Growth_Diet = (Theta_1 * Week)/(Theta_2 + Week) where Theta_1 and Theta_2 are the parameters that need to be estimated using regression.

The idea is to use PROC NLIN to do non-linear regression and get the Parameters (Theta_1 and Theta_2) for every Diet column and then use the predicted values to plot a regression line (using PROC SGPLOT).
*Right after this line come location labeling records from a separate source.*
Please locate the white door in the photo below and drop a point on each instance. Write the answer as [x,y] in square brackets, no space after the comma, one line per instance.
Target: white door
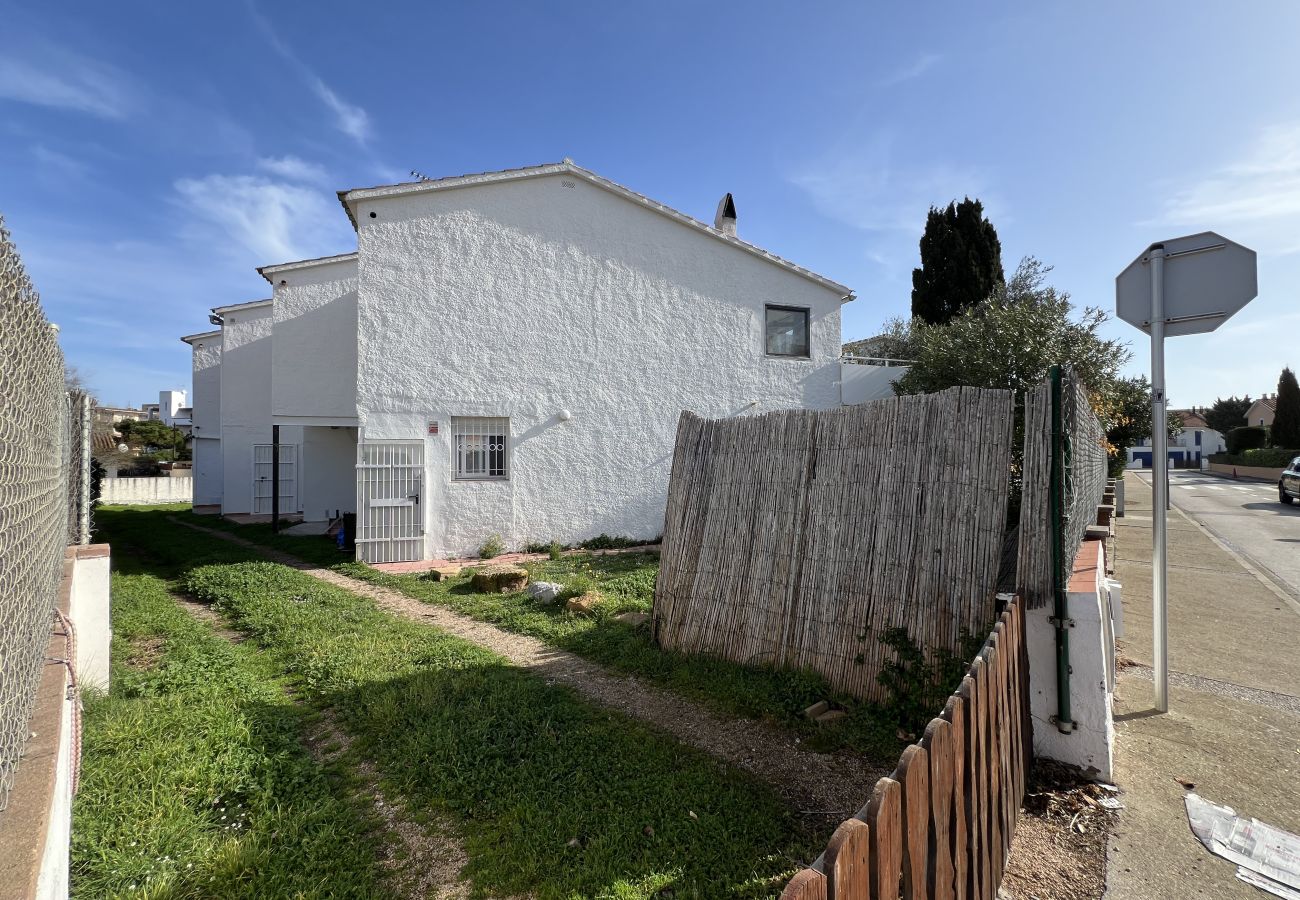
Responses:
[261,475]
[389,519]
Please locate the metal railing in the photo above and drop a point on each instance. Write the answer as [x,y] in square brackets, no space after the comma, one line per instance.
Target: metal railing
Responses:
[875,360]
[34,513]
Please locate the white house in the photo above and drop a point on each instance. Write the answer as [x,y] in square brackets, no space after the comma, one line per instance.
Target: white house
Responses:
[1261,411]
[1192,445]
[508,354]
[206,420]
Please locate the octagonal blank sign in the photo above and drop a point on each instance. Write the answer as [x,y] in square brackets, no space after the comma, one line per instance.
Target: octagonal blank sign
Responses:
[1207,280]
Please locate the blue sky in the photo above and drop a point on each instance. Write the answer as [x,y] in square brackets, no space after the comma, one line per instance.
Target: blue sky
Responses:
[151,155]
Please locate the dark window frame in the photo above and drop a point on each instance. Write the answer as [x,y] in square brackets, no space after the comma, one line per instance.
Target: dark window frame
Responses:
[807,330]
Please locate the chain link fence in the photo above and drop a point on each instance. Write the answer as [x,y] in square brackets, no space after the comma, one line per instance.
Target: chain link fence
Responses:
[79,501]
[35,451]
[1066,425]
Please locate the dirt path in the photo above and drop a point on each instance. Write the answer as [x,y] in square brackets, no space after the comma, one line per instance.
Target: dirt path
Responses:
[420,860]
[823,788]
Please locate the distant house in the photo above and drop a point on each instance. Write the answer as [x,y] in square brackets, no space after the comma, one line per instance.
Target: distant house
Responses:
[505,354]
[1192,445]
[1261,411]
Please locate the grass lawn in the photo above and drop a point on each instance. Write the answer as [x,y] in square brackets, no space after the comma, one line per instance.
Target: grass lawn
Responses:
[551,796]
[194,777]
[627,583]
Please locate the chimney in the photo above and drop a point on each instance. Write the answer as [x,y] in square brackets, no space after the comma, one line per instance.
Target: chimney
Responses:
[726,219]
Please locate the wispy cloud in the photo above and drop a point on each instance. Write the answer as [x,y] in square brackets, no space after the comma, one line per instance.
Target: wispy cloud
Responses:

The code is as below.

```
PROC IMPORT DATAFILE="~/MadeUpCowsDiet.csv" DBMS=CSV OUT=MadeUpCowsDiet;
RUN;
%MACRO PredictAndPlot(Diet_Col_Name, Theta_1, Theta_2);
%LET PredictedName=Predicted_&Diet_Col_Name;
/* PROC NLIN will do non-linear regression while PROC SGPLOT will utilize the results to fit a curve */
PROC NLIN DATA=MadeUpCowsDiet;
PARAMETERS Theta_1=&Theta_1 Theta_2=&Theta_2;
MODEL &Diet_Col_Name=(Theta_1*Week)/(Theta_2+Week);
OUTPUT Predicted=&PredictedName OUT=Predicted;
RUN;
PROC SGPLOT DATA=Predicted;
SCATTER X=Week Y=&Diet_Col_Name;
SERIES X=Week Y=&PredictedName;
RUN;
%MEND;
/* Now you can call macro for every diet (column). Below is just one example. */
%PredictAndPlot(Gwth_Diet1,8,2);
```

When you run this, then you get the parameter estimates as below from PROC NLIN.

and you get the curve from PROC SGPLOT.

Please let me know if this is what you wanted. There is a big possibility that I have underestimated your problem.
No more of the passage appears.